= Viya (influencer) =

Chinese live streaming influencer, singer and entrepreneur

Huang Wei (黄薇 (Huáng Wēi), born 7 September 1985), commonly known by her stage name Viya (薇娅 (Wēiyà)) is a Chinese social media personality known for using livestreams on Taobao Live to sell various items as a form of influencer marketing. Her prowess at selling items, including many high-priced ones, has gained her the moniker "queen of livestreaming". In December 2021, she was fined $210 million for tax evasion as part of a greater crackdown on entertainers and investors, the biggest fine for a livestreamer in China.

==Career==
Being born in a retailer family in Anhui province, Huang opened her first store, located in Beijing, at the age of 18 and worked in the "front" selling apparel and modeling while her boyfriend (now husband) Dong Haifeng took care of back-end and inventory operations. She performed on Anhui TV's talent show "Super Idol" and became a member of a music group for some time before going back to the shopping business and opening more stores in Xi'an.
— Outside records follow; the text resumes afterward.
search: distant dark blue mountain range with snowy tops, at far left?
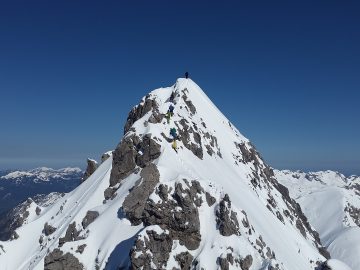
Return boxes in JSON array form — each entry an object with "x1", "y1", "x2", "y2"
[{"x1": 0, "y1": 167, "x2": 83, "y2": 217}]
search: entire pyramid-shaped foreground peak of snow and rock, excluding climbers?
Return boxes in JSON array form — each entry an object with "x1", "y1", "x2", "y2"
[{"x1": 0, "y1": 79, "x2": 336, "y2": 270}]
By 2012, though, they migrated from brick-and-mortar to e-commerce and signed up for Taobao's livestreaming program in 2016 as one of the first channels. On Taobao, she gained a reputation for being able to sell any product or service, with news that she had sold a rocket launch service for ($6m) in 2020 sold over ($1.3 billion) of inventory on Singles' Day in 2021, which led to her being dubbed the "queen of livestreaming".

In December 2021, as part of a broader crackdown on Internet celebrities and entertainment personalities in China, she was fined 1.34 billion yuan ($210 million) for misreported income in 2019 and 2020 that led to an underpayment of 640 million yuan ($100 million) in taxes, the biggest fine given to a livestreamer in the country, and her social media accounts were taken down.